Maybe we need to move on. Look ahead, and build based on what we expect going forward rather than try to change the direction. Everything changes and almost most everything is a cycle. The period can be too long for individuals to span, but we can still contribute goodness.
@tante feeling this so much.
like there have been a lot of crazes in tech. going to agile. automatisation. putting everthing into containers.
and my tech friends believe it is just another one of those. but AI is destroying so much more then any of those other things could.
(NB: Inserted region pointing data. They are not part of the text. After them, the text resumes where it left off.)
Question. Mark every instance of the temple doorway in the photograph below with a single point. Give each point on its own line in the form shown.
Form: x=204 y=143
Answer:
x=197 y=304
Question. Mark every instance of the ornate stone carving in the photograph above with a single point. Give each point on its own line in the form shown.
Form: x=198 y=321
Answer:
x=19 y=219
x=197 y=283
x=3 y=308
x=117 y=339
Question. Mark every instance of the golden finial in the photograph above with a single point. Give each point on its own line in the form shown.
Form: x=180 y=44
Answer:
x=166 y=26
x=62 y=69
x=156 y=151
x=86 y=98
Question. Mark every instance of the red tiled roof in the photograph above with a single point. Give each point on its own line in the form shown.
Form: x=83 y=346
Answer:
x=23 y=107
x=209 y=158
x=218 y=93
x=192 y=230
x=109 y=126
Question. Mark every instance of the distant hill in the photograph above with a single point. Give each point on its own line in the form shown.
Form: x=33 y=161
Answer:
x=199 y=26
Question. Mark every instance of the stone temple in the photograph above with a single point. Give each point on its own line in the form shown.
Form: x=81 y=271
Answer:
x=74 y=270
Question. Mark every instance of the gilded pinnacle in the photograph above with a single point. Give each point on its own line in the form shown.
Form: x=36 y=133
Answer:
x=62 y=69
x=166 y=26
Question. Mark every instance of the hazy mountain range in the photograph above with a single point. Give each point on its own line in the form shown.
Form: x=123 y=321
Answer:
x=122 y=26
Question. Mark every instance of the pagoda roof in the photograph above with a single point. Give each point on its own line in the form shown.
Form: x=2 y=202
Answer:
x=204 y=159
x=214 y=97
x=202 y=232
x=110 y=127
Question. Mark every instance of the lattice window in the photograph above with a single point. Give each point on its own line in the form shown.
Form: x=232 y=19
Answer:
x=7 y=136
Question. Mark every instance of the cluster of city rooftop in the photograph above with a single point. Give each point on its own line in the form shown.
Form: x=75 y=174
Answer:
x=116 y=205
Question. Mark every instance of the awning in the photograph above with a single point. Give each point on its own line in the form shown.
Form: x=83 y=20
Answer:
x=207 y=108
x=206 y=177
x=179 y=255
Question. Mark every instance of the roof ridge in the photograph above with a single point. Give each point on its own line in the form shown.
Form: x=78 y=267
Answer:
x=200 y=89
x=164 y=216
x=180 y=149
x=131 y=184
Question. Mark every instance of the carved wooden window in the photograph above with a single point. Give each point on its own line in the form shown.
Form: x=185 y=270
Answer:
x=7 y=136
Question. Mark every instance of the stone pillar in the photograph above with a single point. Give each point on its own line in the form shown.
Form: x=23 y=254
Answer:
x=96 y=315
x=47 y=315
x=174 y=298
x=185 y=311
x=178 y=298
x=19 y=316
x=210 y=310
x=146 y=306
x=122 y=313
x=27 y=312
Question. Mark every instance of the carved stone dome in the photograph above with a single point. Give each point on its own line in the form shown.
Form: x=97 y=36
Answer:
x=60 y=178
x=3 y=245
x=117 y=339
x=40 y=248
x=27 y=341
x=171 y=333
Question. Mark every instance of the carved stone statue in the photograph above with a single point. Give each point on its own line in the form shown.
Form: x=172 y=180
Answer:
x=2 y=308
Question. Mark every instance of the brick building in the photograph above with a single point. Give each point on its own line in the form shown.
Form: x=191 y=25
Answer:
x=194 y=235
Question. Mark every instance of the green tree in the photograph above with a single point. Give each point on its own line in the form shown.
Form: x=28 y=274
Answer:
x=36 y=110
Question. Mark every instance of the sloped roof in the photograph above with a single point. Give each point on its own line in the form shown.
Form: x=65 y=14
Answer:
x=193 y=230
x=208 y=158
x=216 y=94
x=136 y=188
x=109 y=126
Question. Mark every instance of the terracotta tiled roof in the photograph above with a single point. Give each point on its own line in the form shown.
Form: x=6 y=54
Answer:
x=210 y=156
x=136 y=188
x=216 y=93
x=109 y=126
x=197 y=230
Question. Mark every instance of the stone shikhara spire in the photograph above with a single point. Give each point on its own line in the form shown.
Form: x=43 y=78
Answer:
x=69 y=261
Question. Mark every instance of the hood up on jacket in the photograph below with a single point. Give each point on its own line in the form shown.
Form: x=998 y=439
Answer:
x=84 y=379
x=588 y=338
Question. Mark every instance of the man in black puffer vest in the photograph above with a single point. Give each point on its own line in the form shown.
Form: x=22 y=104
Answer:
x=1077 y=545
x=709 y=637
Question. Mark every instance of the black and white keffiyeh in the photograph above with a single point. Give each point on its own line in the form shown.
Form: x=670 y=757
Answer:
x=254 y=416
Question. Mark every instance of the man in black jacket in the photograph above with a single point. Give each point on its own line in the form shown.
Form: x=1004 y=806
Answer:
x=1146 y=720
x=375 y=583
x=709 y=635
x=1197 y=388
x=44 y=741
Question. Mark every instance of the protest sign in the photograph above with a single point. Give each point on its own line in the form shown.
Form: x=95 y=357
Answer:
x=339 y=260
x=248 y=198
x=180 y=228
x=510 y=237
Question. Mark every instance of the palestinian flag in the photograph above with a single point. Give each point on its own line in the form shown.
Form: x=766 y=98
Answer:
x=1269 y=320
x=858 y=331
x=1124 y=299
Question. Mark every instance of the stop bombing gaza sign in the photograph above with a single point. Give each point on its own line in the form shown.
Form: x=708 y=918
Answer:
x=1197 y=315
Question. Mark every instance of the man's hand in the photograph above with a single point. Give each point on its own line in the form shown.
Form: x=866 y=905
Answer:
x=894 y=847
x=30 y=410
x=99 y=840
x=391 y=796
I will continue running against that wall with you.
@tante It's just me of this AI craze is longer than NFT was? My company did not move from "evaluating" for NFT before they lost their prime on the news, but for AI they are already implementing. I'm quite scared of this company future.
@daniel_gonzalez it is longer. "AI" can - even just narratively - carry more weight
@tante Understandable. I don't get how people just keep on running with the hype train even tho there are so many blatantly bad sides to it … there are basically only bad sides to it. It must be tiring to keep resisting that wilful ignorance.
As someone with a background in media philosophy, I do love your insights. Thank you for your work.
@tante I have a translator colleague who's equally fed up with having to comment on the technology (they're often asked for quotes by the media). When they asked me if they should keep doing it (rather than talk about any other aspect of translation) I said that those of us without a voice on the subject are endlessly grateful to those who can speak. I think it's the same here, sadly for you! You *can* walk away from this, but would you be at peace with yourself if you did?